SELASA, 29 MARET 2016
Jurnalis : Rustam / Editor : ME. Bijo Dirajo / Sumber Foto: Rustam
KENDARI — Pelatihan pendidikan dasar (Diksar) pengenalan senjata dan tehnik menjinakkan bom yang dilakukan anggota Brimob Polda Sultra terhadap Satuan Pengamanan (Satpam) Universitas Haluoleo (UHO) berbuah petaka.
![]() |
| Pengamanan pasca granat meledak di Kampus UHO |
Tiga anggota Satpam UHO dan satu anggota Brimob Polda Sultra meninggal dunia akibat granat jenis nanas yang dijadikan simulasi Diksar tiba-tiba meledak dalam ruangan pelatihan di gedung Workshop UHO. Peristiwa naas ini terjadi sekitar pukul 15.30 Wita, Selasa (29/3/2016).
Humas UHO, Hamdan yang dikonfirmasi mengenai peristiwa naas ini belum bisa memberikan keterangan.
” Saya masih mencari informasi.

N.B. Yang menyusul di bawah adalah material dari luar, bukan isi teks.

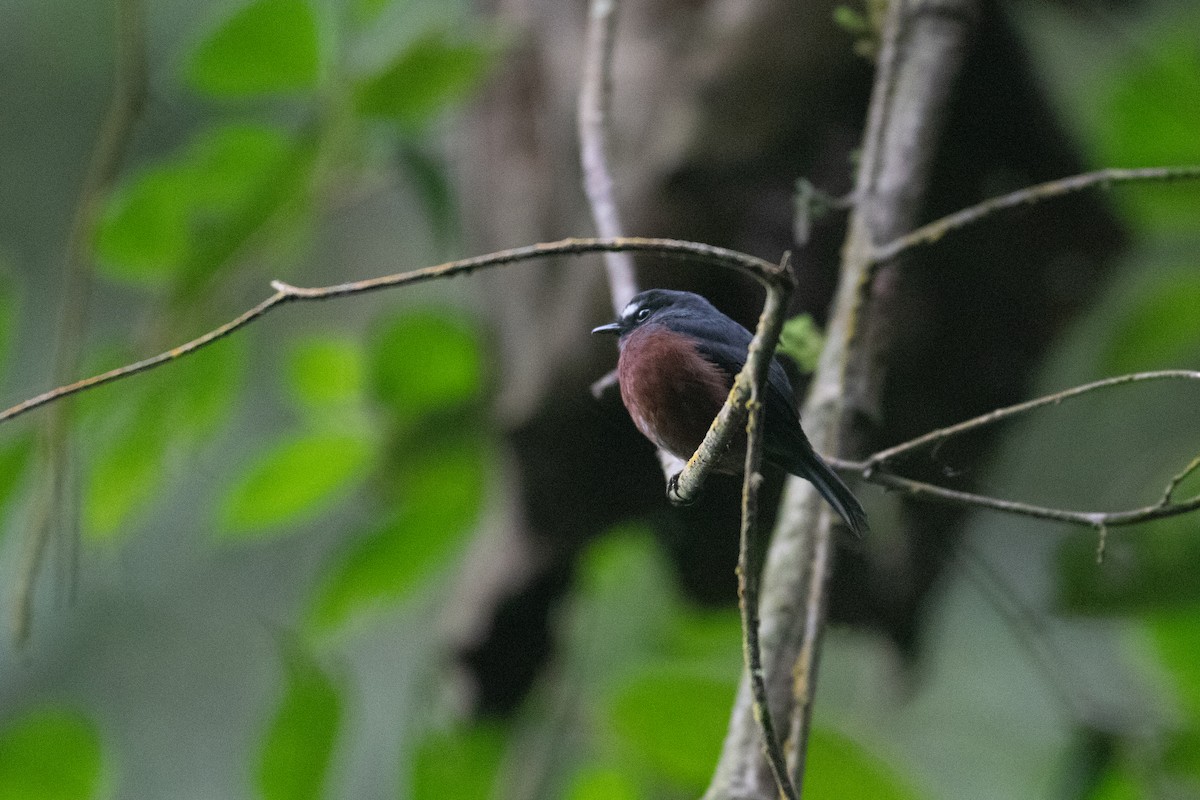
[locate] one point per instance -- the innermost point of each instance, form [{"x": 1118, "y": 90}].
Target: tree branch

Saya belum tahu pasti jumlah korban meninggal dan luka,” kata Hamdan kepada Cendana News pukul 18.36 Wita, Selasa (29/3).
Meski demikian, informasi yang diperoleh nama korban yang meninggal dunia dari anggota Brimob Polda Sultra atas nama Brigadir Haidir. Sedangkan dari Satpam UHO yang meninggal dunia atas nama Kaharudin, Jufriadin dan satu orang lagi masih simpang siur.
Sementara korban luka-luka diantaranya Aiptu Safruddin anggota Satuan Brimob, Imran, Arham, Fajar, Asis, Hardiman dan La Ode Gusa. Korban luka dirawat di RS Kota Kendari.